Digital TV still struggles despite fewer channels
published : 18 Aug 2019 at 16:56
writer: Saritdet Marukatat
Digital TV operators will continue their financial struggles despite the closure of some channels due to stiff competition, the Economic Intelligence Unit (EIC) has predicted.
Three digital TV channels — Spring News, Spring 26 and Bright TV — went off the air on Friday after failing to attract sufficient ratings and advertising revenue. They received financial compensation of 1 billion baht in total from the National Broadcasting and Telecommunications Commission (NBTC) as they exited the airwaves.
Four more stations — Voice TV, MCOT Family, Channel 3 Family and Channel 3 SD — are also expected to go black by the end of September.
A total of 24 digital TV channels began broadcasting in 2014 after fierce competition for expensive licences were auctioned off in a medium that was tipped as the future of the industry. From Oct 1 this year, only 15 channels will remain after the departure of other loss-ridden operators.

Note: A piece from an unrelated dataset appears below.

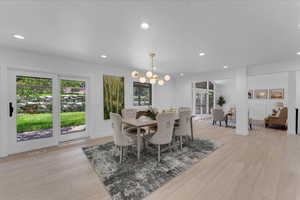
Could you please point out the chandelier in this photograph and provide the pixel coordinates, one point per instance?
(150, 76)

The EIC still expects a bumpy road for the remaining broadcasters because the prevailing global and local economic uncertainty has prompted advertisers to rein in their budgets. Ad spending on digital TV stations is also declining in general, it added.
The three broadcasters who went black on Friday and four who will shut down later are not big players in the industry, the research house of Siam Commercial Bank Plc said.
"The return of the licences of seven channels will have little impact on the digital TV industry overall because they had a combined share of less than 5% of total ad revenue in the past five years," Kamonmarn Jaenglom, an analyst at the EIC, said in a research note.
The EIC assessment is in line with that of Media Intelligence, which expects a drop in TV ad spending this year and next year.
Spending on TV is projected to drop to 47.3 billion baht this year, down from 47.7 billion last year. A much more significant drop — to 40.5 billion baht — is expected next year.
NBTC secretary-general Takorn Tantasith on Tuesday blamed the problems of digital TV stations on new technology that disrupted their operation.
"This is not a failure of the digitalTV licence auction in 2013 because the broadcasting business has changed rapidly thanks to digital disruption driven by over-the-top platforms. No one realised this trend at that time,” said Mr Takorn.